Qualche nome dei mille veleni che chi sceglie la sigaretta elettronica evita e chi invece fuma sigarette tradizionali inala? Non c’è che l’imbarazzo della scelta, visto che si spazia dal monossido di carbonio all’acetone, dall’arsenico al catrame, dal polonio radioattivo all’ammoniaca. E si potrebbe continuare molto a lungo (con la puntualizzazione aggiuntiva che secondo ricerche recenti non tutte le sostanze prodotte dal fumo sono conosciute, per cui esistono notevoli possibilità che il danno da fumo sia ancora più pesante di quello che allo stato attuale noi possiamo conoscere o immaginare).
Ebbene, se in questo momento possiamo fare qualcosa di serio e di proficuo per sottrarre alla massa dei fumatori (e delle sempre più numerose fumatrici) uno, dieci, mille, un milione di persone (domani o dopodomani sicuramente sofferenti di qualche patologia per via dell’abitudine al tabagismo) perché non farlo? Perché non essere protagonisti di una sorta di rivoluzione culturale ed educativa? Perché baloccarsi sempre e comunque in «fumosi» interrogativi che si mantengono sul nulla ma che lasciano inalterata la condizione di partenza, quella cioè per cui sempre più giovani e donne fumano, sprecando soldi e salute e lasciando alla società (ed ai medici) il compito di tentare di ridurre i danni solo dopo che si sono compiuti?
Un medico serio, un medico che creda davvero alla cosiddetta medicina di iniziativa (quella che cerca di evitare il sorgere dei problemi e non quella che usa i pannicelli caldi una volta che il problema si è determinato), un medico consapevole dell’autorevolezza del proprio ruolo, oggi, cosa deve fare? Giocherellare con l’ipotesi attualmente senza fondamenta secondo cui forse chissà le sigarette elettroniche potrebbero creare problemi (quali? Non si è ancora capito!) oppure spingere quanta più gente possibile a mutare abitudine e scegliere un sistema che lasci inalterate le proprie ritualità ma che di fatto elimini le conseguenze nocive del gesto di portare alla bocca una sigaretta? Chi fa davvero gli interessi della salute pubblica: chi strilla a vuoto e lascia le cose come stanno o chi induce un cambiamento, magari anche predisponendo le condizioni per un ulteriore e successivo passaggio a «nicotina zero» (dopo esser partiti da «catrame zero» e «polonio zero», «monossido zero», «arsenico zero» e così via)?

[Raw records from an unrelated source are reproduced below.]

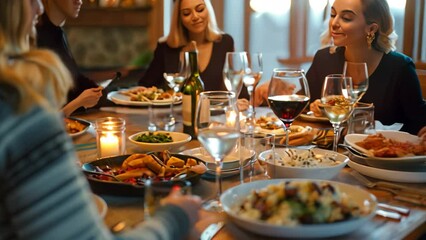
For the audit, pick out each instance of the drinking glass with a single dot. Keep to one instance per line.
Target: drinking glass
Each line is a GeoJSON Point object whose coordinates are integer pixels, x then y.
{"type": "Point", "coordinates": [252, 76]}
{"type": "Point", "coordinates": [175, 81]}
{"type": "Point", "coordinates": [359, 73]}
{"type": "Point", "coordinates": [217, 128]}
{"type": "Point", "coordinates": [337, 102]}
{"type": "Point", "coordinates": [288, 95]}
{"type": "Point", "coordinates": [258, 143]}
{"type": "Point", "coordinates": [234, 70]}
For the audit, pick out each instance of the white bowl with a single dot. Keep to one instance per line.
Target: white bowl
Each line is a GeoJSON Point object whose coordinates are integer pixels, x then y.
{"type": "Point", "coordinates": [281, 169]}
{"type": "Point", "coordinates": [234, 196]}
{"type": "Point", "coordinates": [179, 139]}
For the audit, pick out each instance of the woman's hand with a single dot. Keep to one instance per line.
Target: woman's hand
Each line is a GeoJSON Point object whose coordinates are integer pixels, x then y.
{"type": "Point", "coordinates": [90, 97]}
{"type": "Point", "coordinates": [314, 107]}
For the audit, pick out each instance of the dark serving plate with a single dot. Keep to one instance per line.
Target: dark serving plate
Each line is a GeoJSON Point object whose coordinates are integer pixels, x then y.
{"type": "Point", "coordinates": [121, 188]}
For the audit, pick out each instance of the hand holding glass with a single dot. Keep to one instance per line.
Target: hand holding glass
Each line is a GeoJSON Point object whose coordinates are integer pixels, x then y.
{"type": "Point", "coordinates": [288, 95]}
{"type": "Point", "coordinates": [337, 102]}
{"type": "Point", "coordinates": [175, 81]}
{"type": "Point", "coordinates": [217, 128]}
{"type": "Point", "coordinates": [234, 70]}
{"type": "Point", "coordinates": [359, 73]}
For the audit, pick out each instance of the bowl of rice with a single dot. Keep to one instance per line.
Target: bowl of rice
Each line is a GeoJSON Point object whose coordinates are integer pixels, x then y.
{"type": "Point", "coordinates": [312, 163]}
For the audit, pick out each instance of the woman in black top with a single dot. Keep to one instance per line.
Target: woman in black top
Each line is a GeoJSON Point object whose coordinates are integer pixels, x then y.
{"type": "Point", "coordinates": [362, 31]}
{"type": "Point", "coordinates": [192, 20]}
{"type": "Point", "coordinates": [85, 93]}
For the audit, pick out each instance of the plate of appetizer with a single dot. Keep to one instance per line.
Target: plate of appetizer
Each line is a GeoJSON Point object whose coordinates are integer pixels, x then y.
{"type": "Point", "coordinates": [389, 147]}
{"type": "Point", "coordinates": [159, 140]}
{"type": "Point", "coordinates": [143, 96]}
{"type": "Point", "coordinates": [76, 126]}
{"type": "Point", "coordinates": [294, 214]}
{"type": "Point", "coordinates": [125, 174]}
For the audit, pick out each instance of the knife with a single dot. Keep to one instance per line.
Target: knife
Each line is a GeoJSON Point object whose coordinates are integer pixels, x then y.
{"type": "Point", "coordinates": [211, 231]}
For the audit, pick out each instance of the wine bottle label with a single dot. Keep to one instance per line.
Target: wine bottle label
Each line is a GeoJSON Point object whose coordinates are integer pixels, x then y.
{"type": "Point", "coordinates": [186, 110]}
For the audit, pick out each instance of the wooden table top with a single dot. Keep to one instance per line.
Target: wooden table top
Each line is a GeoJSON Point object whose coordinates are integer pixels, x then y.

Come ha ben scritto un nostro lettore, la e-sigaretta in realtà è un vaporizzatore: niente più che un apparecchietto per aerosol miniaturizzato o un cappuccinatore a vapore. Proviamo a non far inutili crociate contro il vapore, altrimenti qualcuno se la ride (chi conosce il problema), qualcuno se la gode (chi vende catrame sotto forma di sigarette tradizionali) e qualcun altro se la passa male (chi ha i polmoni danneggiati per via del fumo inalato per anni). Proviamo a chiedere a tutti di essere un po’ più precisi e seri quando si parla di certi argomenti: ne va della credibilità di ognuno. E della salute di tutti.
Infine sia consentito un post scriptum. Quando in queste settimane sono stato ricontattato da pazienti a cui avevo proposto di passare alle sigarette elettroniche e che l’hanno fatto o quando sono stato abbordato da qualche lettore che aveva deciso di passare «dal fumo al vapore» dopo aver letto i miei articoli mi son sentito meglio e mi son detto che probabilmente fare il medico così ha molto più senso che non distribuire cortisonici o broncodilatatori o antibiotici a chi ha un grado variabile di insufficienza respiratoria da tabagismo cronico. A ciascuno le proprie soddisfazioni.